Hintergrund - Kommentar
Sören S. Sgries zur Kommunikation der Landesregierung im Südwest
Als sich im Frühsommer die Lage an der Corona-Front entspannte, griff die Landesregierung gewissermaßen zur "Heckenschere": Der Wildwuchs der zahlreichen Verordnungen, die sich in den hektischen Frühjahrswochen angesammelt hatten, wurde deutlich ausgedünnt. "Übersichtlicher und verständlicher" sollten die Vorgaben werden. Klar: Wie sollen sich Bürgerinnen und Bürger an Regeln halten, die unübersichtlich, teilsweise auch widersprüchlich sind? Ein guter Ansatz – der inzwischen allerdings wieder vergessen scheint. Stattdessen wächst, mindestens kommunikativ, das Chaos.

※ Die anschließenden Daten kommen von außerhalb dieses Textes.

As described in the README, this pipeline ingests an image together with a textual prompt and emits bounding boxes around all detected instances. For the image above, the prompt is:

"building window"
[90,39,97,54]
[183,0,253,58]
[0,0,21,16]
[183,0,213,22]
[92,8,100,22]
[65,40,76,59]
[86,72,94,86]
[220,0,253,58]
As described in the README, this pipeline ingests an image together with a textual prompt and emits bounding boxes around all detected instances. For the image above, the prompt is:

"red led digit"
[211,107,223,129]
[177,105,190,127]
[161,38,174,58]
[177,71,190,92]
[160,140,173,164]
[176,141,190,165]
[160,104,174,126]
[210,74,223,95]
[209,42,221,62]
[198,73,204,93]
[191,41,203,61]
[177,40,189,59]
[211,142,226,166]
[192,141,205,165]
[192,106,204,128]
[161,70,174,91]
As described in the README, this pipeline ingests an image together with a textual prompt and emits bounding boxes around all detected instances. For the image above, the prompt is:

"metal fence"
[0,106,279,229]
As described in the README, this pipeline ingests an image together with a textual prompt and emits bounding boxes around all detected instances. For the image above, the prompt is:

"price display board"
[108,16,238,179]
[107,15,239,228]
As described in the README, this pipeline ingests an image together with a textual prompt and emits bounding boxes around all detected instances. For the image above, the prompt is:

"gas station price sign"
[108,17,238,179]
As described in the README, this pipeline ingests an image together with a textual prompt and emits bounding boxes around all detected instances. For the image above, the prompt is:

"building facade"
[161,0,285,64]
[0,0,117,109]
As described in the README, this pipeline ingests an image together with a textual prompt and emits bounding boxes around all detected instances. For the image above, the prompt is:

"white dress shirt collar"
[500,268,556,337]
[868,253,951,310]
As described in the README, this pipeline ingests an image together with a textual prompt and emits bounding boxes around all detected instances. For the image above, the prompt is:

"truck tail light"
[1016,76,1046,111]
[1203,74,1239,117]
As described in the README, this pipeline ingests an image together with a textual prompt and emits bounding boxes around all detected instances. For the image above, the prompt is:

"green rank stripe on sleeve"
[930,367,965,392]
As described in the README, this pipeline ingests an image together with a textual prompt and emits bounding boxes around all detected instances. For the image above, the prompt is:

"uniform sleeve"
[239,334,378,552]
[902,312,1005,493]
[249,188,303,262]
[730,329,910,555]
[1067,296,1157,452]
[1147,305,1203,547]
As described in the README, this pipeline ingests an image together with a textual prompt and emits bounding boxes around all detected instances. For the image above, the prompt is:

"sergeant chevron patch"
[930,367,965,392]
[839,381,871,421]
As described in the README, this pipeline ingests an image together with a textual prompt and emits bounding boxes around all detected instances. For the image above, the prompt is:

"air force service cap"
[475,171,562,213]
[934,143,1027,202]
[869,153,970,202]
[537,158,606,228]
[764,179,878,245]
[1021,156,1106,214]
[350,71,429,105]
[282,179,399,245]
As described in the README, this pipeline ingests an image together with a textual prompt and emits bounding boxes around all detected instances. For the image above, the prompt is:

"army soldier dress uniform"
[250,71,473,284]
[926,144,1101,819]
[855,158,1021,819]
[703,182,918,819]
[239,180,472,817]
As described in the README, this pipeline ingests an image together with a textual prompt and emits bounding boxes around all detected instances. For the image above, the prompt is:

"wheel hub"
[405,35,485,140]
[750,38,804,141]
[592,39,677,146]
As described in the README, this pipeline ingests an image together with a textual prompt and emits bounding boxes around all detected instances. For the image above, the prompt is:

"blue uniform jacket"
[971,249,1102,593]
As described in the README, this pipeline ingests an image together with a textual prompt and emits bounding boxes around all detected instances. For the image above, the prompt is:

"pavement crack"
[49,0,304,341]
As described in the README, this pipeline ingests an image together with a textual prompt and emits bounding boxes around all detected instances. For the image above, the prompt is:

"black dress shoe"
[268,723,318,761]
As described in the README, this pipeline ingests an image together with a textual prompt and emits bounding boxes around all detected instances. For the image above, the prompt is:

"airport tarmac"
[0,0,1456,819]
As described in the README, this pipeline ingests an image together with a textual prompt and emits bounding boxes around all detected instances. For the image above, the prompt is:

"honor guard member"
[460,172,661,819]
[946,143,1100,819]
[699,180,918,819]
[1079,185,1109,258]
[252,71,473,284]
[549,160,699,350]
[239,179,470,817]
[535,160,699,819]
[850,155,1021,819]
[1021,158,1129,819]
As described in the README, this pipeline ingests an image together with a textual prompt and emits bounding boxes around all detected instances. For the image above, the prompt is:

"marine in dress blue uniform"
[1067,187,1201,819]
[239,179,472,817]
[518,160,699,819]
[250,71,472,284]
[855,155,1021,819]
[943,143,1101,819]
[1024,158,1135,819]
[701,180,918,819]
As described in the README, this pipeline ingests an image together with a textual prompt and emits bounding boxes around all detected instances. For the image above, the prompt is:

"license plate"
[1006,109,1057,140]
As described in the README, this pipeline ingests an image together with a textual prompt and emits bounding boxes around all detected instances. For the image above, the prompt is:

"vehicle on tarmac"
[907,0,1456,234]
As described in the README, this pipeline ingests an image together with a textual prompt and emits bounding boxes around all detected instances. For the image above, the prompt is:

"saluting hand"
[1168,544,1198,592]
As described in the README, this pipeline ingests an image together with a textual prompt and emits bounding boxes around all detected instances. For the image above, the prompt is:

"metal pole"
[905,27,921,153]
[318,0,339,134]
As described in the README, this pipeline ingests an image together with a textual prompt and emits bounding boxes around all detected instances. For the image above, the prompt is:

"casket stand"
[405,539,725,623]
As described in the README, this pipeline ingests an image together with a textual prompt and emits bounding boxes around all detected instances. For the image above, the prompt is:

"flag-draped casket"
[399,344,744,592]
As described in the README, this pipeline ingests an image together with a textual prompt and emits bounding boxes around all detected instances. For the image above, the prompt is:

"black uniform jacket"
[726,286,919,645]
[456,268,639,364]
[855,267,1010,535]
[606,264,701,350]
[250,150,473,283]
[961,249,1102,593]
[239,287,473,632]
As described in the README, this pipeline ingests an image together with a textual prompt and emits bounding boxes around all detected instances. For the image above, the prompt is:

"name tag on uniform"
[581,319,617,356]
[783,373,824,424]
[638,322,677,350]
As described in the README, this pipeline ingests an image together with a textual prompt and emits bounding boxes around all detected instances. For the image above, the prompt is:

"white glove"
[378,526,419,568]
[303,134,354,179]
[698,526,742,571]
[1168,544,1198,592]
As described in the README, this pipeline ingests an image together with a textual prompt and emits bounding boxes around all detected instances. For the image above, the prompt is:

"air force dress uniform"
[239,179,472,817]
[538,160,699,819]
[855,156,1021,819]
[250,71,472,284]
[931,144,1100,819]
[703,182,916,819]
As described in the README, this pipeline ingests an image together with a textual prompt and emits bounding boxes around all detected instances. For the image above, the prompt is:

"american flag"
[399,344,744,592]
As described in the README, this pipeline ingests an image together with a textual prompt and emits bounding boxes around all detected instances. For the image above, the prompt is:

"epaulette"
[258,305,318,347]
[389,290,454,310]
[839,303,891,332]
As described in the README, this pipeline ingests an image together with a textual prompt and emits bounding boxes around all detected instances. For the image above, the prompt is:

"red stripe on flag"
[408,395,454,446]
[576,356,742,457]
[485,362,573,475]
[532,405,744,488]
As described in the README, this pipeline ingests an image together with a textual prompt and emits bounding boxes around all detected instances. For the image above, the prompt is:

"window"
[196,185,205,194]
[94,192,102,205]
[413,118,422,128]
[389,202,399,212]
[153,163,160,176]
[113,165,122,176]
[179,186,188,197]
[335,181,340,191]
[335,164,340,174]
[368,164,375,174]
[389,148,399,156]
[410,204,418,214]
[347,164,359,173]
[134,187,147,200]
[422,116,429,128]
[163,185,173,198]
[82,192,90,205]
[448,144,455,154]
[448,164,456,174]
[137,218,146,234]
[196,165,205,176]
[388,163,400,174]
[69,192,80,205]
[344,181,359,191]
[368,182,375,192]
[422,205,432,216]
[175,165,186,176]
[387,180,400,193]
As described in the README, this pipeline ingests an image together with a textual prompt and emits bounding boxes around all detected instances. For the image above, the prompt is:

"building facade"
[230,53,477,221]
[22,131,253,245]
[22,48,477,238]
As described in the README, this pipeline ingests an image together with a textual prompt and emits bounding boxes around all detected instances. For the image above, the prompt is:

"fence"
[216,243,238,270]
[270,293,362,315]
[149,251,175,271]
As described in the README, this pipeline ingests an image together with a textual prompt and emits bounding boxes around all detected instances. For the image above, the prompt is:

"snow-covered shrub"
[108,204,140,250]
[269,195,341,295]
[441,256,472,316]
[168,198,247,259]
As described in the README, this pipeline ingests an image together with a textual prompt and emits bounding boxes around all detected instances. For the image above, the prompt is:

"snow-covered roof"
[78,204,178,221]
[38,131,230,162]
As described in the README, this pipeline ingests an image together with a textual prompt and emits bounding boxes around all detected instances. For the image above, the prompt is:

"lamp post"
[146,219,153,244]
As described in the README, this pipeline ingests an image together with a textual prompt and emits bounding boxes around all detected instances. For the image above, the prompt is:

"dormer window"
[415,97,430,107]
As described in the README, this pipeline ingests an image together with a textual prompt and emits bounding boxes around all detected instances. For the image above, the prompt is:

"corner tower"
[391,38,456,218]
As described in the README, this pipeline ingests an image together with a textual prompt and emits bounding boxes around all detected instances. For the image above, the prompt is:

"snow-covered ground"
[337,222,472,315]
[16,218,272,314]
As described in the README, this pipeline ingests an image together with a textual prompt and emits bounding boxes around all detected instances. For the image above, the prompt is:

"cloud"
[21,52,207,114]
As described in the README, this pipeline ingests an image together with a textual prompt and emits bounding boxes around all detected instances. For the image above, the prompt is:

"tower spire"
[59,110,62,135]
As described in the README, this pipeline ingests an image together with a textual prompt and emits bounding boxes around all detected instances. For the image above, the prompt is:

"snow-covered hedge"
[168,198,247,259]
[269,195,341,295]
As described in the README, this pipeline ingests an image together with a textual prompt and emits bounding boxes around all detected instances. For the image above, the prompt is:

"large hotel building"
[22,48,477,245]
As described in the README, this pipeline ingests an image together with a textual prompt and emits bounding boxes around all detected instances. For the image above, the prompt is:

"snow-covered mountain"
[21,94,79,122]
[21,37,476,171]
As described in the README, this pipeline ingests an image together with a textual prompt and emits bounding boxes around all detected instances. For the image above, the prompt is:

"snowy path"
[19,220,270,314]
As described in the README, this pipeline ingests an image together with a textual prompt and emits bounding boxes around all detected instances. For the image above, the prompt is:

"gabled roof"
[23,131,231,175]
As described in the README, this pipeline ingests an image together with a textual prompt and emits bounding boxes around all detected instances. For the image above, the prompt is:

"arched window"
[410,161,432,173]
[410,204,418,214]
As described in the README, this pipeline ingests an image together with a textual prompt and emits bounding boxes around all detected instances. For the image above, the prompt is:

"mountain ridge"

Eindrücklichstes Beispiel: die Regeln für die Schulen. Am Donnerstag vor einer Woche erließ das Kultusministerium eine neue Verordnung. Angeblich "frühzeitig" – doch schon am gleichen Abend war der maßgebliche landesweite Inzidenzwert von 35 erreicht. Galt also sofort die Maskenpflicht im Unterricht? Es dauerte, bis klare Ansagen aus Stuttgart kamen. Eine Woche später dann die Meldung, dass es auf dem Schulhof jetzt doch "ohne" geht. Voraussetzung: Der 1,5-Meter-Abstand muss eingehalten werden – wovon man landesweit beispielsweise in Fußgängerzonen eher nicht mehr ausgeht, weshalb dort seit Anfang der Woche eine Maskenpflicht gilt.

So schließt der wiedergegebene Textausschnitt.